Infelizmente, as igrejas cristãs ainda não entenderam a mensagem de Jesus, especialmente quando se trata de racismo. A Igreja Católica tem laços históricos horríveis com a escravidão, conforme Shannen Dee Williams lembra em um artigo publicado no sítio National Catholic Reporter há poucos dias. [1] E os cristãos evangélicos têm o legado de se oporem ao movimento pelos direitos civis como “a obra nefasta dos forasteiros de esquerda”, como escreveu recentemente Sarah Posner. [2]
Quando fui ler sua carta no sítio LifeSiteNews, fiquei impressionada com a quantidade de artigos que lançam sementes de dúvidas sobre a pauta “radical”, “tumultuada”, “marxista” e “antifamília” do movimento Vidas Negras Importam. A história, ao que parece, se repete.
Se reservar um momento para ouvir as vozes reais dos ativistas do movimento Vidas Negras Importam, talvez o senhor comece a entender que o sofrimento dos negros neste país é o resíduo imundo da escravidão: a crença de 400 anos segundo a qual o corpo negro não foi feito para ser livre.
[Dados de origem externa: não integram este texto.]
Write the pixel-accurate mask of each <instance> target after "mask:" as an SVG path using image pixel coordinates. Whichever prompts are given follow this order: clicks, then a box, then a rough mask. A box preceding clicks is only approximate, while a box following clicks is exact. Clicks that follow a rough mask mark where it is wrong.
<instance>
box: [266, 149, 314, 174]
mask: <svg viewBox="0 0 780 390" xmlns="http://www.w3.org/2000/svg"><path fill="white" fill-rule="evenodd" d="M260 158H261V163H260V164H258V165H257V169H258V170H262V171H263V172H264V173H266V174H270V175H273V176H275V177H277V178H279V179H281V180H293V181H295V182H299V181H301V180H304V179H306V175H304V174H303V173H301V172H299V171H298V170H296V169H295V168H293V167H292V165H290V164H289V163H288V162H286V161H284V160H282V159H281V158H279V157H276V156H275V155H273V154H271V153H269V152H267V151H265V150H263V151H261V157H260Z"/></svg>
Os negros não se sentem seguros nas ruas, em seus carros e mesmo em suas casas. Eles ainda não são livres.
É por isso que se devem derrubar as estátuas que celebram homens que também não queriam que esta população fosse livre. Homens que os comercializavam como escravos e foram à guerra para mantê-los em cativeiro.
Para mim, é um fato marcante que os mesmos católicos brancos que lamentam a derrubada dessas estátuas são os mesmos que aplaudiram quando um jovem austríaco roubou estátuas sagradas de católicos indígenas em uma igreja de Roma, jogando-as, em seguida, no rio Tibre. O senhor não vê a mentalidade supremacista neocolonial e branca aqui?
Visto que está ciente dos acontecimentos da “amada nação americana”, como o senhor mesmo escreve, provavelmente também sabe que uma outra revolta ocorreu aqui no dia seguinte à posse de Trump. Chamou-se “Marcha das Mulheres” e levou milhões de mulheres, crianças e homens às ruas para lutar por igualdade. O que se seguiu foi o acerto de contas do movimento #MeToo (“#EuTambém”) e um número recorde de mulheres concorrendo a cargos públicos.
Mas as mulheres não estão apenas se levantando aqui nos EUA. Em toda a América Latina, um movimento feminista de base mobilizou-se em resposta às taxas surpreendentes de feminicídio e outras formas de violência de gênero. Essa “onda verde” colocou a política de gênero no centro do debate público na Argentina, no Chile, no Equador e no México.
No mesmo dia em que apareceu a sua carta ao presidente, o Vaticano anunciou um curso on-line sobre “feminismo e identidade católica”. O evento busca estabelecer “um novo feminismo” e discernir os aspectos “positivos e negativos dos diferentes feminismos”. Curiosamente, o curso direciona-se especialmente às mulheres da América do Sul e América Central, os mesmos lugares onde elas têm se insurgido. Coincidência? Eu duvido.
Com todas essas revoluções de pessoas de cor, mulheres e LGBTQs, entendo por que o senhor sente existir um apocalipse em curso. Porque, de muitas maneiras, para homens como o senhor e o presidente Trump, estas coisas representam o começo do fim dos tempos. É o fim da supremacia da brancura, masculinidade e heterossexualidade. É o fim da supremacia moral fabricada do extremismo cristão que promoveu grande parte desse fanatismo.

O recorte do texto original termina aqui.